This project implements a serverless data pipeline for extracting data from the Colombo Stock Market ASI Index API. The pipeline uses an AWS Lambda function to fetch the data and load it into an Amazon Kinesis Firehose Delivery Stream. The Firehose stream then writes the data to an Amazon S3 bucket, buffering the data either for 5 minutes or until it reaches 5KB in size.

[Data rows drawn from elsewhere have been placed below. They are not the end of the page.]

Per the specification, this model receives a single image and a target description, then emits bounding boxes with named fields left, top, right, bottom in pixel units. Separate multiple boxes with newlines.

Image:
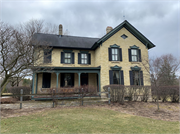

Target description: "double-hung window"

left=108, top=44, right=122, bottom=61
left=129, top=66, right=144, bottom=85
left=109, top=65, right=124, bottom=85
left=113, top=71, right=120, bottom=84
left=64, top=53, right=71, bottom=64
left=128, top=45, right=141, bottom=62
left=131, top=49, right=138, bottom=62
left=44, top=50, right=52, bottom=63
left=111, top=48, right=119, bottom=61
left=61, top=50, right=74, bottom=64
left=81, top=53, right=88, bottom=64
left=78, top=51, right=91, bottom=65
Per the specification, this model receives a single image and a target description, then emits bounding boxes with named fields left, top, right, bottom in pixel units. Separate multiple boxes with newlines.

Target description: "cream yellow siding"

Once the data is stored in S3, an event notification is sent to an Amazon SQS queue. Then on-demand AWS Glue workflow job is triggered, where an AWS Glue Crawler is executed to extract the data from the S3 bucket and create an Amazon Athena table. After the raw data is processed by the Glue Crawler, a subsequent Glue bash script transforms the data and loads it into a staging table.
Finally, an ETL job creates an Apache Iceberg table from the staging table using a MERGE operation, completing the data processing pipeline.
- AWS Glue
- AWS Lambda
- Amazon Athena
- Amazon S3
- Amazon SQS
- Amazon Kinesis Firehose
- Serverless Framework — Used as Infrastructure as Code
- Python
- AWS Cloud account
- Clone the repository
- Install the Serverless Framework
npm install -g serverless
- Configure the AWS credentials
serverless config credentials --provider aws --key <AWS_ACCESS_KEY_ID> --secret <AWS_SECRET_ACCESS_KEY>
- Deploy the project
This will create Lambda Function, S3 Bucket, SQS Queue, and Firehose Delivery Stream.
sls deploy
- Create Glue workflow (based on the scripts inside the glue-script folder) and Crawler.
- Test the project!